The sorority more than filled their quota. Since the objective of the video was to make Alabama’s Alpha Phi chapter attractive to PNMs, it successfully achieved its goal. All the huffing and puffing (and perving by those whose minds are in the gutter) are ultimately meaningless. Just another opportunity to try to control and diminish attractive young women who aren’t conforming to a standard which is never applied to attractive young men.
FWIW, Spokane is nearly 300 miles from Seattle. James Bible, head of NAACP in Seattle, is not questioned about his racial identity.
I took some time to watch the sorority recruitment videos for my kids’ college. They were almost the same as Bama’s video, dancing, blowing bubbles and glitter, smiling and laughing. The differences were less makeup, more body diversity, and, when walking away, the image is centered on heads and shoulders instead of behinds.Nope, not a book in sight.

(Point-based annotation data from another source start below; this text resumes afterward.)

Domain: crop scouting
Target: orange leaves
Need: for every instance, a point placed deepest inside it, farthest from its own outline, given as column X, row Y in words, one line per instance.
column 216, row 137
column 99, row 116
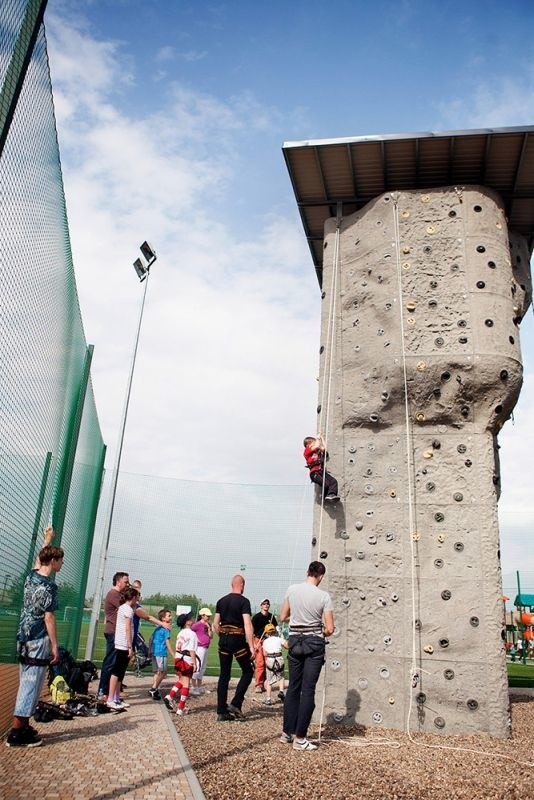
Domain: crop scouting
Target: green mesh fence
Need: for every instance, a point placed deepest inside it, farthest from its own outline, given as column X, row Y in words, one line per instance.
column 51, row 449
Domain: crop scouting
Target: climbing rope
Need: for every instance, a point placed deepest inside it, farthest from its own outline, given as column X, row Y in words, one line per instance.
column 330, row 350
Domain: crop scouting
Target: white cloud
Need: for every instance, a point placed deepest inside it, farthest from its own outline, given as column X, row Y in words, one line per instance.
column 225, row 378
column 498, row 102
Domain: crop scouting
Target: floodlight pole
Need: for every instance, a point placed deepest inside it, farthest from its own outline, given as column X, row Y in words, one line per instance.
column 99, row 589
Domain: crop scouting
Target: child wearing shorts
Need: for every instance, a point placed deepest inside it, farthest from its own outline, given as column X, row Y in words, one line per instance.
column 161, row 644
column 274, row 662
column 185, row 663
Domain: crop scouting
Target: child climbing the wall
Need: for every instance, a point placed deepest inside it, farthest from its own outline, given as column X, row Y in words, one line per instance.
column 314, row 455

@LucieTheLakie - @Joblue is correct. The objective of the video was met and including the star running back in Bryant Denny and Bama’s beloved school mascot, too, made great marketing sense, and of course it was intended to bump exposure since Drake is a college football star in the #1 college football program in America. It was a coup – Alabama-wideand football-world wise – to include Drake. And, with over 330 members, I am sure Alpha Phi has PR majors. The fact is: this video was very appealing to the targeted demographic of young women who it was intended for: the over 2,300 PNMS who went through Bama recruitment. It may not appeal to you, but I suspect you weren’t someone it was intended for. It hasn’t hurt Alpha Phi one bit. Because anyone with one drop of common sense knows that a recruitment video is not intended to be all things to all people.